USA: Memphis


Memphis, no offence but (code for I’m about to insult you), you’re a bit of a let down.

The first thing that strikes you when you arrive in Memphis, a city only 4 streets wide by the way, is how quiet the place is. The streets aren’t just lacking crowds, they’re practically deserted. It’s bordering on eerie.


Just another busy day on Main Street

The service in bars and restaurants is some of the worst I’ve ever encountered in my life, special shout out goes to the bored, forgetful waitress at the Blue Plate café and the rude, unhelpful staff at The Peabody Hotel. Where’s this famous Southern hospitality guys??

The Peabody Hotel is famous for its ducks, no really, there’s a set of ducks that live on the roof and each morning and evening they get brought down in the lift and waddle into the fountain in the lobby. It’s kind of cute but the fact that it’s the second most famous thing to do in Memphis says a lot. It’s ok but there’s a lot of hype and crowds for a couple of seconds of seeing a duck climb into a fountain.

Oh it also has the dubious honour of being in the top 5 most dangerous cities in the US. Apart from ‘no guns allowed’ signs on the shop doors (as run of the mill as the ‘no food or drink’ signs are here in the UK) the only danger I perceived was being bored and slightly affronted to death.

Sidenote: We did plan to stop in St Louis for lunch on the 9 hour drive from Chicago to Memphis but after taking a wrong turn at some roadworks we literally ended up in the ghetto. Being eyeballed by intimidating looking gangs wasn’t the best experience I’ve ever had. As we fled the scene, a quick google turned up that St Louis is the second most dangerous US city after Detroit. Things have changed since Judy Garland asked us to meet her there then… 

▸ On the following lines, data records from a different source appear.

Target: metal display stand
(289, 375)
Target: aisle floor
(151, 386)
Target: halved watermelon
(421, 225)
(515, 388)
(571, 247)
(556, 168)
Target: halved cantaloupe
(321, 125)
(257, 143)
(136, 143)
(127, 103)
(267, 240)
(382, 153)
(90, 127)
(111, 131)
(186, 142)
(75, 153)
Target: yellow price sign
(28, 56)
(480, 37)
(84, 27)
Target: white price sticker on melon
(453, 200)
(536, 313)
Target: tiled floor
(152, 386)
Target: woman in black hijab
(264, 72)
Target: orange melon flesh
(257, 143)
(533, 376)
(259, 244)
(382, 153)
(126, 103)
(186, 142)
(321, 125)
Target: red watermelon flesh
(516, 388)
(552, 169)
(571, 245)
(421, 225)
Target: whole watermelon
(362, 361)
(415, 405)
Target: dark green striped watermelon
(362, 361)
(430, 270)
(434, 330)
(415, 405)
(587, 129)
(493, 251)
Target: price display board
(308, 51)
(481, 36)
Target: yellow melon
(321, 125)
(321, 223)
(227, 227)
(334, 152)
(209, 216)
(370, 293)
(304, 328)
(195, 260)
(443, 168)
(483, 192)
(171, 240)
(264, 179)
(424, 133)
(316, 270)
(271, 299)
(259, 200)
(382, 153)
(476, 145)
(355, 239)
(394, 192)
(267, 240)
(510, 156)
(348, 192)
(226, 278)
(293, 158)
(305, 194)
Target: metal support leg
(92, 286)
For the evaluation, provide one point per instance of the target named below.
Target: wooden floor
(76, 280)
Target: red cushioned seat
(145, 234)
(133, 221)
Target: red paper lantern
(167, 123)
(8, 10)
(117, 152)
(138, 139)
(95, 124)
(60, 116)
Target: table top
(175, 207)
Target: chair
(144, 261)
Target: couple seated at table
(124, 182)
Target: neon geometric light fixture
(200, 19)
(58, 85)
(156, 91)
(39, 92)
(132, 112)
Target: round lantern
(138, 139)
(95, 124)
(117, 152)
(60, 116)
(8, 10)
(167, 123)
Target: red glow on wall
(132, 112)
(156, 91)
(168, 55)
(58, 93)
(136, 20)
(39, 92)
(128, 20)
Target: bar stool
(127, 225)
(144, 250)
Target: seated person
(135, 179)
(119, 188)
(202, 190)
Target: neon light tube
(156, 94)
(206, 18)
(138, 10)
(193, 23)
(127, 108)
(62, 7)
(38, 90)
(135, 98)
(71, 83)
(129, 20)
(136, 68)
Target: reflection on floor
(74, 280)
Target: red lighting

St Louis – scarier than it looks…

Graceland on the other hand is absolutely fantastic and not nearly as crowded as you think it would be, it takes after its home city in that respect. Even if, like me, you’re not an Elvis fan you’ll still enjoy it, it’s like a portal back to a more glamorous time. None of the décor is more modern than the early 70’s and it’s mostly 50’s and 60’s.  You can’t sniff at what Elvis managed to achieve in such a relatively short period of time, after all he did die pretty young… allegedly. ELVIS is an anagram of LIVES, just saying.

The Jungle Room



I’m going to go out on a limb and say that Elvis literally put Memphis on the map. It’s an ok place if you’re just passing through, it’s just not a destination if you get me.

Memphis we’re just not compatible, it’s not me, it’s you.